The April 2002 military coup and the ten week bosses’ strike and work lock-out in December 2002-February 2003 were defeated by the resistance of the Venezuelan poor and workers.
Whilst not a socialist, Chávez has carried out reforms that have benefited the poorest sections of society and driven the privileged ’oligarchy’ (the rich landowning/capitalist class) into a frenzy.

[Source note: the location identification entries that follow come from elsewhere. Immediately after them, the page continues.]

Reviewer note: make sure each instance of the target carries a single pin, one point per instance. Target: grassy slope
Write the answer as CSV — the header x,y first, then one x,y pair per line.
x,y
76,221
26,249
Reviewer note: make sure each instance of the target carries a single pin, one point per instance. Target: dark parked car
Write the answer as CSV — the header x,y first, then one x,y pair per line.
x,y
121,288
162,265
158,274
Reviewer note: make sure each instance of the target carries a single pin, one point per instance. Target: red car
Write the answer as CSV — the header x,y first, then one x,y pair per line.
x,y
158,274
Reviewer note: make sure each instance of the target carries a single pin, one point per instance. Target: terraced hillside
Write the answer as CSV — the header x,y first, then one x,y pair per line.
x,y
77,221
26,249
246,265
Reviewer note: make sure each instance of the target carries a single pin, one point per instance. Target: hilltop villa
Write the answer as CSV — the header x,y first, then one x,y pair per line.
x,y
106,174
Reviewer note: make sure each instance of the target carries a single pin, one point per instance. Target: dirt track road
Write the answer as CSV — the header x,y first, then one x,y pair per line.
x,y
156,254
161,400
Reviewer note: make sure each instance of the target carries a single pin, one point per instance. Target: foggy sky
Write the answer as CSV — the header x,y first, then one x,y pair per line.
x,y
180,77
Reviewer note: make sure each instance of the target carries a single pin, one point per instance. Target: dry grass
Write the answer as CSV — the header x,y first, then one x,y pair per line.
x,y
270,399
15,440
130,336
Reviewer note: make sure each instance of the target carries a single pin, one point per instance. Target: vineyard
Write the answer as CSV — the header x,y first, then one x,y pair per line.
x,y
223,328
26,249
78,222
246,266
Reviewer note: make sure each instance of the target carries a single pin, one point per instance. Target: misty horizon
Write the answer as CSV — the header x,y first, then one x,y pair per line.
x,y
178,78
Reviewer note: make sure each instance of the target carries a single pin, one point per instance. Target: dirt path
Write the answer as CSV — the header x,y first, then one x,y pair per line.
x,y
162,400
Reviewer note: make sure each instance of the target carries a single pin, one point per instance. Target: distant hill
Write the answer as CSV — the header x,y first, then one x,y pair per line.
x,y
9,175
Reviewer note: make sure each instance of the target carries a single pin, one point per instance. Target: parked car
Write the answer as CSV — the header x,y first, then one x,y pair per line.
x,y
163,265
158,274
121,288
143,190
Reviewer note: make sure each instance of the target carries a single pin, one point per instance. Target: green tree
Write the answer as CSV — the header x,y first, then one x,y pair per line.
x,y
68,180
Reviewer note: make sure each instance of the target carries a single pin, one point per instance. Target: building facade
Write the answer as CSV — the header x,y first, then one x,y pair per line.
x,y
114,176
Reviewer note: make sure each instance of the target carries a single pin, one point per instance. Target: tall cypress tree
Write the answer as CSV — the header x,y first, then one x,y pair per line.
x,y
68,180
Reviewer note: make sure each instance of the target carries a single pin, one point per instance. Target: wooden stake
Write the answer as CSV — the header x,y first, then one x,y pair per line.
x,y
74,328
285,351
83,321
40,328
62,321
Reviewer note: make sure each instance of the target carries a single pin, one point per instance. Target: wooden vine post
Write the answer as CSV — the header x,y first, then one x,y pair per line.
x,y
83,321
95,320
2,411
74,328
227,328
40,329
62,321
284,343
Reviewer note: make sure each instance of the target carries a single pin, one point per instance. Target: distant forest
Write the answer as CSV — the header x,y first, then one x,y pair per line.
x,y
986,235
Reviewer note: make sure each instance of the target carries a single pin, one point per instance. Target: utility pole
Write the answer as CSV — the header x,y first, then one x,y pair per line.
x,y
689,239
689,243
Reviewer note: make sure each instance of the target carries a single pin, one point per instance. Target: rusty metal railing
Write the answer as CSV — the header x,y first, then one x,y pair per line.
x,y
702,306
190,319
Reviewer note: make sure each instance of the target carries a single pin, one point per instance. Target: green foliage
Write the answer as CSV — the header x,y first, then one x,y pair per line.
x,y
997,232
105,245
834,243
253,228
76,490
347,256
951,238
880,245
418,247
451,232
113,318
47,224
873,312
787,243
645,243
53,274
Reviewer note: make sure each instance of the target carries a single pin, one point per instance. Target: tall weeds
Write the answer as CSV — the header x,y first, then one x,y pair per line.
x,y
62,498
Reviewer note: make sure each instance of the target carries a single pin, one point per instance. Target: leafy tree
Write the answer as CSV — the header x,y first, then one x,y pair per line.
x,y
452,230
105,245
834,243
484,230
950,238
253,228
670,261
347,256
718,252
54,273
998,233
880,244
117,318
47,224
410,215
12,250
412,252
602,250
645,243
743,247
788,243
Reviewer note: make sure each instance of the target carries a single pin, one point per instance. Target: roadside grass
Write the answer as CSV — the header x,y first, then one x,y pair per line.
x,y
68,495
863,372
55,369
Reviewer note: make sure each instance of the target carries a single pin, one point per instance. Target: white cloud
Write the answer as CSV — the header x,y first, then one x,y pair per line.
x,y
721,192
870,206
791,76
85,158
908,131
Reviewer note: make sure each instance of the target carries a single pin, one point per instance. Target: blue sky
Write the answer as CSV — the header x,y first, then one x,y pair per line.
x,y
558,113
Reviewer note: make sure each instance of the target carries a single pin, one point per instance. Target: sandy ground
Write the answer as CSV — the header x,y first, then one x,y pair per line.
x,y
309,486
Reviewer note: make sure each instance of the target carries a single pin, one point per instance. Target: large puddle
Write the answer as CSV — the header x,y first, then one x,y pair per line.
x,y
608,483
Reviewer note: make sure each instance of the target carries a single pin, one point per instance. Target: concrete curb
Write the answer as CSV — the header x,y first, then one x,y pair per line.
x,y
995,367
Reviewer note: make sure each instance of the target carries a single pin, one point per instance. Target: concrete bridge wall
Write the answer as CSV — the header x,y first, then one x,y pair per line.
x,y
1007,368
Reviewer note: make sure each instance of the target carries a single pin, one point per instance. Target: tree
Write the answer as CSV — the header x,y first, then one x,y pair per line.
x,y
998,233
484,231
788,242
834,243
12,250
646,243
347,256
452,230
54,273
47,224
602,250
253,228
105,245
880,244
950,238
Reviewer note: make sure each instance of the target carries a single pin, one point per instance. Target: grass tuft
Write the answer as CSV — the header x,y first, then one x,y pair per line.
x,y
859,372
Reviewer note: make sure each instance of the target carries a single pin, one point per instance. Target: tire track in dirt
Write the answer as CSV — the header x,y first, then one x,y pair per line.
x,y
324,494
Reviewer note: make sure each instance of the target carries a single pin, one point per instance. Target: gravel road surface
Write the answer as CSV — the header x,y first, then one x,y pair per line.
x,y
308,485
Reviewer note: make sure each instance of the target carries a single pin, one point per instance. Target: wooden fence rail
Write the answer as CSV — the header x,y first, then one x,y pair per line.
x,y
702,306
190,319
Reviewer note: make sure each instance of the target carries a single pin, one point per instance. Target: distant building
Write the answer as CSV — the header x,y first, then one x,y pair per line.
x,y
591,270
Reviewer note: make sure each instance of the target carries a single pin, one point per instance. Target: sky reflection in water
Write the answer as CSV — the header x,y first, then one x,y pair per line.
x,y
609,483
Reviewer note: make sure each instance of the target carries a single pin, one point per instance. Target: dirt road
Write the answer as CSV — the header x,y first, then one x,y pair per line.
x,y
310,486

The right-wing opposition, backed by the US administration and the private media companies, tried to oust Chávez by triggering a recall referendum to end his rule.
Despite widespread evidence of fraud (see below), the opposition claimed to have collected 3.8 million signatures in December (2.4 million are needed). But on 2 March, the National Electoral Council (CNE) declared only 1.8 million actually valid.
This figure is very close to the 1.9 million that SUMATE (a US funded opposition organisation that provided logistical support during the petition drive), had admitted to counting in a secretly taped phone conversation between opposition figures.
A further 1.1 million signatures are "under observation" and require confirmation. These are mainly the so-called "writing exercise" forms where 10 names on a petition have been written in the same handwriting and the signatures are suspiciously similar!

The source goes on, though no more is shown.